Auch ich habe seit einiger Zeit einen nebenan-Account und habe damit meinen Italienisch-Konversationskurs etwas beworben, bin – ganz banal – ein paar nicht mehr benötigte Blumentöpfe losgeworden und habe einer frisch Zugezogenen einen Tierarzt empfohlen. Man sieht: Eigentlich geht es auf nebenan.de für Internetverhältnisse recht idyllisch und zivilisiert zu. In meiner Nachbarschaft „Herrenbach & Umgebung“ änderte sich dies abrupt, als vor etwa einer Woche der Nutzer Martin sich beklagte, er habe vom städtischen Ordnungsdienst ein 15-Euro-Bußgeld aufgebrummt bekommen, da er auf den Wegen am Kuhsee mit seinem Rad schneller als in Schrittgeschwindigkeit gefahren sei. Lassen wir ihn selbst erzählen: „Mir geht es nicht um die 15€, ich finde es einfach nur eine bodenlose Unverschämtheit, wie man mittlerweile abgezockt und transaliert wird! Wenn der Kuhsee gut besucht ist, kann ich diese Regelung nachvollziehen. Diese gilt angeblich seit 4 Wochen, wovon ich nichts mitbekommen habe. Aber wenn nahezu kein Mensch unterwegs und somit auch gefährdet wird ist das einfach nur absolut übertrieben, meines Erachtens. Also fahrt vorsichtig Fahrrad dort, sonst werdet ihr ebenfalls wie ein Verbrecher aufgehalten und gerügt…" Soweit Martin im O-Ton. Was an diesem Post außergewöhnlich ist: Auf den Beitrag antworteten insgesamt 118 Nachbarn, die Diskussion mit steigender Schärfe, die schließlich sogar in Beleidigungen („Hohle Nuss“; „lauter schwachsinnige Idioten") gipfelte, erstreckte sich über Tage.
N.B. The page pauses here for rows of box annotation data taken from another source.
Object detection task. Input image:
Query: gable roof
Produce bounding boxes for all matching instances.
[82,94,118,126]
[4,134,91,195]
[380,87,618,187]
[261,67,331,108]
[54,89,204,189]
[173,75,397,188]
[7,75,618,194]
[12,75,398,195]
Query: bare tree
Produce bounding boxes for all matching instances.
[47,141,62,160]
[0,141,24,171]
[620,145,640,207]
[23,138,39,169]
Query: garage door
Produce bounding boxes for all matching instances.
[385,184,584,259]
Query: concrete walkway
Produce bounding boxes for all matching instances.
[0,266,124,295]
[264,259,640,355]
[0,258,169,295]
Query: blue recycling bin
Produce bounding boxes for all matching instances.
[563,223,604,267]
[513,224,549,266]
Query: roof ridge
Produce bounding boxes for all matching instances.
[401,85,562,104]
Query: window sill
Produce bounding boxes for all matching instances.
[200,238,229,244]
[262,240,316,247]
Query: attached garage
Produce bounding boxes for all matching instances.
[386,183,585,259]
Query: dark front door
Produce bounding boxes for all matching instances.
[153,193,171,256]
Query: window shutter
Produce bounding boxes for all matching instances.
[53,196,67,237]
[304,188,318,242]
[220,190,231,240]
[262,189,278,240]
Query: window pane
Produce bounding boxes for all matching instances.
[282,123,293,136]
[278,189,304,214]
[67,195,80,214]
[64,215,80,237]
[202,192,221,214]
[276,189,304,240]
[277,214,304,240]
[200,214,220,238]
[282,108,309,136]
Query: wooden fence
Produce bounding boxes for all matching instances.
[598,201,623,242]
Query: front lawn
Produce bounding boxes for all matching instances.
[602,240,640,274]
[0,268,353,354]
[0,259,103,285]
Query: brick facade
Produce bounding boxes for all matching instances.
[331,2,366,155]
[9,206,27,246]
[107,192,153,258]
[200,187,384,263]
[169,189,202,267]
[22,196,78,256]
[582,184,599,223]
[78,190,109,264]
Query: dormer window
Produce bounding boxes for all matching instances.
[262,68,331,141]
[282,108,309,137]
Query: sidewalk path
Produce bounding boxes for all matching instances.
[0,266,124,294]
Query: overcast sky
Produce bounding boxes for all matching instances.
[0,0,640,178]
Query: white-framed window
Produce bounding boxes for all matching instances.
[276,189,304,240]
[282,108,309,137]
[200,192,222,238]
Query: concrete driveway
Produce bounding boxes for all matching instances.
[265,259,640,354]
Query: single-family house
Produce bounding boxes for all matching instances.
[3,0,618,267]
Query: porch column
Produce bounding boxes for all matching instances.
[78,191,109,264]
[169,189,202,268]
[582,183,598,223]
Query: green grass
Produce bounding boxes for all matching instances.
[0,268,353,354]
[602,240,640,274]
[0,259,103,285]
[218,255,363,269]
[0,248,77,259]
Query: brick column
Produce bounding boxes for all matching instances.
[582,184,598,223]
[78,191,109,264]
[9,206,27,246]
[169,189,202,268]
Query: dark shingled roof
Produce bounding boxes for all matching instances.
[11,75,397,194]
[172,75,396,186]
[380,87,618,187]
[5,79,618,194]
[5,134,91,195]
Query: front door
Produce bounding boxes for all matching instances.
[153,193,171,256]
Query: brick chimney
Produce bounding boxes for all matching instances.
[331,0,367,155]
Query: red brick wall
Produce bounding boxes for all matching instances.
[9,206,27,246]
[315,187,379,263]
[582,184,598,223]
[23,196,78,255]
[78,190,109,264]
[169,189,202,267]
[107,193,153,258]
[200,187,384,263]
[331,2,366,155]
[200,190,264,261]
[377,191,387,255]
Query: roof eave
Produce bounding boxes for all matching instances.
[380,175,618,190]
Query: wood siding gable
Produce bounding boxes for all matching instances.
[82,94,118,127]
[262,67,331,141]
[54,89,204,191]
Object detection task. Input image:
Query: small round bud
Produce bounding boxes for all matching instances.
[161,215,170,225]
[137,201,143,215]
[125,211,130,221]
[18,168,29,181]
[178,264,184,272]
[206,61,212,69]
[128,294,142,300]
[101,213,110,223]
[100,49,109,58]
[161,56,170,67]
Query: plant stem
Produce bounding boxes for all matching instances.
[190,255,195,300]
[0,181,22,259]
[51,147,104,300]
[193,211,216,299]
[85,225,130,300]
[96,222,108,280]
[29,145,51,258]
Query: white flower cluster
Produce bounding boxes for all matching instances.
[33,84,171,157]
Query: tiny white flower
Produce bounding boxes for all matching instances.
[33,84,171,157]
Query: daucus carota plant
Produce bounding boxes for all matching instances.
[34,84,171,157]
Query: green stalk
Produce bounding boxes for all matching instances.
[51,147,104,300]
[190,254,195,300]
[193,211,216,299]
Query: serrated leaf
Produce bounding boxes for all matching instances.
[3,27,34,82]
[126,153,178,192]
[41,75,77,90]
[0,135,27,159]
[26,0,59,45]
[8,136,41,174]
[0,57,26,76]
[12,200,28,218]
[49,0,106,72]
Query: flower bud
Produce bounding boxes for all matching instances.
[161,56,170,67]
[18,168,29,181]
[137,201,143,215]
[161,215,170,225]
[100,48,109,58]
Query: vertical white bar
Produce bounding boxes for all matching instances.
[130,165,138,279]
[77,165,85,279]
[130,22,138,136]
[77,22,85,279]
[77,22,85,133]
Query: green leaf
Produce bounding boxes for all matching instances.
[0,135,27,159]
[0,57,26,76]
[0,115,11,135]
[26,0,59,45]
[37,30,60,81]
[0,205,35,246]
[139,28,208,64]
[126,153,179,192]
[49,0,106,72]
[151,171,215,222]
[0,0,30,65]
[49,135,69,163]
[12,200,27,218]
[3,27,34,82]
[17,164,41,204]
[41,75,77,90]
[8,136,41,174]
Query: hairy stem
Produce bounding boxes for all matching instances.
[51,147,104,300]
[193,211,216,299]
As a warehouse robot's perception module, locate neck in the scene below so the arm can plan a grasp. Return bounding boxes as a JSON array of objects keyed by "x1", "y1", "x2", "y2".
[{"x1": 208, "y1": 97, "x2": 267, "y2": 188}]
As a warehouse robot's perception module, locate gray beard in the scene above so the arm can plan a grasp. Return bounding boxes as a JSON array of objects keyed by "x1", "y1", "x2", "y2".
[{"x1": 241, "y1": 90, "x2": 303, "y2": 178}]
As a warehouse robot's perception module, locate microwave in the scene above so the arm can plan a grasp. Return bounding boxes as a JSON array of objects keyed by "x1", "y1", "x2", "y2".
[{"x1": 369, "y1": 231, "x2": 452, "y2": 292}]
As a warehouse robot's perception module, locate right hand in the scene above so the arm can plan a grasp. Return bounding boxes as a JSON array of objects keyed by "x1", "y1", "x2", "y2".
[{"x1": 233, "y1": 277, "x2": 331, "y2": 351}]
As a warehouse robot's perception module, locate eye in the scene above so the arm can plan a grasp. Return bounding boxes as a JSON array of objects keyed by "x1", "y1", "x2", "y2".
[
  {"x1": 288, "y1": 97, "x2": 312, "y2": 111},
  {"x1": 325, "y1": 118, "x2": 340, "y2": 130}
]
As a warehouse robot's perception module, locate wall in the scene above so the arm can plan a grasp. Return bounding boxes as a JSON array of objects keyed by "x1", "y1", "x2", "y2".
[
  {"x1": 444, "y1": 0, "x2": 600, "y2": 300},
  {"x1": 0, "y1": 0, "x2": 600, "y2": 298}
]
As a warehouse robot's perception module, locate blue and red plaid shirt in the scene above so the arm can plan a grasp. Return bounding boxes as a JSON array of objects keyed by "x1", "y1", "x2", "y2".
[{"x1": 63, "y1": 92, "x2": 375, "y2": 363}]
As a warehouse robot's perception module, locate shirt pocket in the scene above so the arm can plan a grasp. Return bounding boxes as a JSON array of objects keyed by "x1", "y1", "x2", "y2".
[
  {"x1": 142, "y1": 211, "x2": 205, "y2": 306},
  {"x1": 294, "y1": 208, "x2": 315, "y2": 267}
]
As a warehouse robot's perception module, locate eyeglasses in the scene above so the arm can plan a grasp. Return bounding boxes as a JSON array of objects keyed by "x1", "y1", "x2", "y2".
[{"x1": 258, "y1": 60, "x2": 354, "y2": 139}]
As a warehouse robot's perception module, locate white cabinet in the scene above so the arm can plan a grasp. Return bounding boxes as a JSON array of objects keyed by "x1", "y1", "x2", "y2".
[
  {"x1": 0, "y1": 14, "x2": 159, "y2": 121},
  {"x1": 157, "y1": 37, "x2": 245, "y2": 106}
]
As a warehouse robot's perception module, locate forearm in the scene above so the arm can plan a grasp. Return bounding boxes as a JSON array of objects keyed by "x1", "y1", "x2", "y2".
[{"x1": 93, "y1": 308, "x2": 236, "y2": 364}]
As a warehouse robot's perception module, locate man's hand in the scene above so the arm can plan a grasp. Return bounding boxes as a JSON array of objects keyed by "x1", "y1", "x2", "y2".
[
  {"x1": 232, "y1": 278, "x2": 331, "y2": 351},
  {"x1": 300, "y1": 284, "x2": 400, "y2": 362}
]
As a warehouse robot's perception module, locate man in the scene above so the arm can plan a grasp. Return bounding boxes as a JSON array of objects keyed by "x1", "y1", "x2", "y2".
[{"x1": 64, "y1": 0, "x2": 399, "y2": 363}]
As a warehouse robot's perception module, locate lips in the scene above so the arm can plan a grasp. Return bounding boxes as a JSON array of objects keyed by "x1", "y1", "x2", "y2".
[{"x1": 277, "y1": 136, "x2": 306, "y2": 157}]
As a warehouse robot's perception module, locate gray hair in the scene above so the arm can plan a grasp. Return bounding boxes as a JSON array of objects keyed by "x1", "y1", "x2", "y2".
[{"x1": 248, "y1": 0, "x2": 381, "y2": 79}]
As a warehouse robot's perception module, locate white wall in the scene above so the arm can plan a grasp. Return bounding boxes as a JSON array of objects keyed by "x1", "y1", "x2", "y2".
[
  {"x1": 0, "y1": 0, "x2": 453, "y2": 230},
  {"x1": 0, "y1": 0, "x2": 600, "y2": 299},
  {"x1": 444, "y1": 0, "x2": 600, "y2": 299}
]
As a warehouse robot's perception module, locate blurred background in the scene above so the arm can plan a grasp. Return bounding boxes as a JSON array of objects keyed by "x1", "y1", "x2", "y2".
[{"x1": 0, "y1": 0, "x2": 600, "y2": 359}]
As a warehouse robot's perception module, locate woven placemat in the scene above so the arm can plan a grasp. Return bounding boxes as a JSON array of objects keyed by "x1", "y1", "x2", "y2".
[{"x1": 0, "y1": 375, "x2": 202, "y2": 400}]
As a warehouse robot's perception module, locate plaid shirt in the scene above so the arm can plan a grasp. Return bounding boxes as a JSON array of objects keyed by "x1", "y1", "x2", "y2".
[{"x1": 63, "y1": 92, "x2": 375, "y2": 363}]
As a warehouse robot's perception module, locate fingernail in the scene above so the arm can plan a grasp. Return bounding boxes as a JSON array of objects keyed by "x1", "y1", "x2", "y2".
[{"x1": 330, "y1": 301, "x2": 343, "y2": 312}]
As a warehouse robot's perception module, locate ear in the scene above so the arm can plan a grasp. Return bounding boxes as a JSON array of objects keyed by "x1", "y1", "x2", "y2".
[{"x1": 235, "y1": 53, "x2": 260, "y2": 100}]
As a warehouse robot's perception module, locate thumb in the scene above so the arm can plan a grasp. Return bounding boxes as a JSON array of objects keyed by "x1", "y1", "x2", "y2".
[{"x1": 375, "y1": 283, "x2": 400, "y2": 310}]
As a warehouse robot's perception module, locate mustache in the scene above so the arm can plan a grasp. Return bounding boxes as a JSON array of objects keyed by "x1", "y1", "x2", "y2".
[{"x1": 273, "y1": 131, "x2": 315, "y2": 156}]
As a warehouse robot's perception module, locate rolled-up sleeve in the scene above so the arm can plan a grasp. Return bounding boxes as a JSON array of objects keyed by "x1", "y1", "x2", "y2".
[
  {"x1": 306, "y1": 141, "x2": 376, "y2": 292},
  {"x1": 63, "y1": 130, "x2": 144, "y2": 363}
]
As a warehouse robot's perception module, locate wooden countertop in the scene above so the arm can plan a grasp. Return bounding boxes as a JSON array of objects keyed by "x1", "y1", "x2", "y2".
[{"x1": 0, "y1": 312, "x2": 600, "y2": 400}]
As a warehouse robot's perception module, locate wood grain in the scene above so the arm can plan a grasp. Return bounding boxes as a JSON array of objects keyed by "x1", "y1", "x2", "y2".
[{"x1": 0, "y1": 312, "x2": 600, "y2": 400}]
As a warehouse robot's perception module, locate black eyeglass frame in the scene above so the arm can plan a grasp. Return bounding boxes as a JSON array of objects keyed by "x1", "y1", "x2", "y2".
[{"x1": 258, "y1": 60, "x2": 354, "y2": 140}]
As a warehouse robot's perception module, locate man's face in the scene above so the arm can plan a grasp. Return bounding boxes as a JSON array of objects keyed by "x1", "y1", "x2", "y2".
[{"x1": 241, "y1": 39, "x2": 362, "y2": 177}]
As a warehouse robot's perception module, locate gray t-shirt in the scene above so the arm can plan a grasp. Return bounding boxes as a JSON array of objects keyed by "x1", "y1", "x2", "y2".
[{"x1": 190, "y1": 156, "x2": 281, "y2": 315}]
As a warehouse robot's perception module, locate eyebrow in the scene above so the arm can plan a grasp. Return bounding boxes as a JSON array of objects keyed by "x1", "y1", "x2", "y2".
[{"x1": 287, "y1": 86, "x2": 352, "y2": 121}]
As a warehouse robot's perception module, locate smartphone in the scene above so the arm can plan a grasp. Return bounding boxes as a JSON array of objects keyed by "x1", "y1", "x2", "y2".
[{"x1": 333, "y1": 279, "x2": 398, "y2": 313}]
Grob lassen sich in der Debatte zwei Fraktionen ausmachen: Die Fußgänger, die sich gefährdet und drangsaliert fühlen, sich mit dem Sprung zu Seite in Sicherheit bringen mussten und die ihre Haustiere beim Gassigehen mit kräftigem Leinenreißen vor den Rad-Rambos retten mussten. Auf der anderen Seite die Radler, die im Wesentlichen darauf bestehen, sich ihre eigenen Regeln machen zu dürfen („Wenn sonst keiner unterwegs ist...“; „Schlimm, was müssen wir uns denn noch alles gefallen lassen?“) oder Unkenntnis reklamieren („Wo steht das?“).
Dabei stehen rund um den Kuhsee Schilder, die zur Einhaltung der Schrittgeschwindigkeit anhalten, und die Kontrollen und die Bußgeldaktionen wurden vorher ausführlich in der Tageszeitung angekündigt. Aber auch das wurde in der Diskussion angezweifelt: “...klingt mir fast wie frei erfunden“, so der Nutzer Stefan.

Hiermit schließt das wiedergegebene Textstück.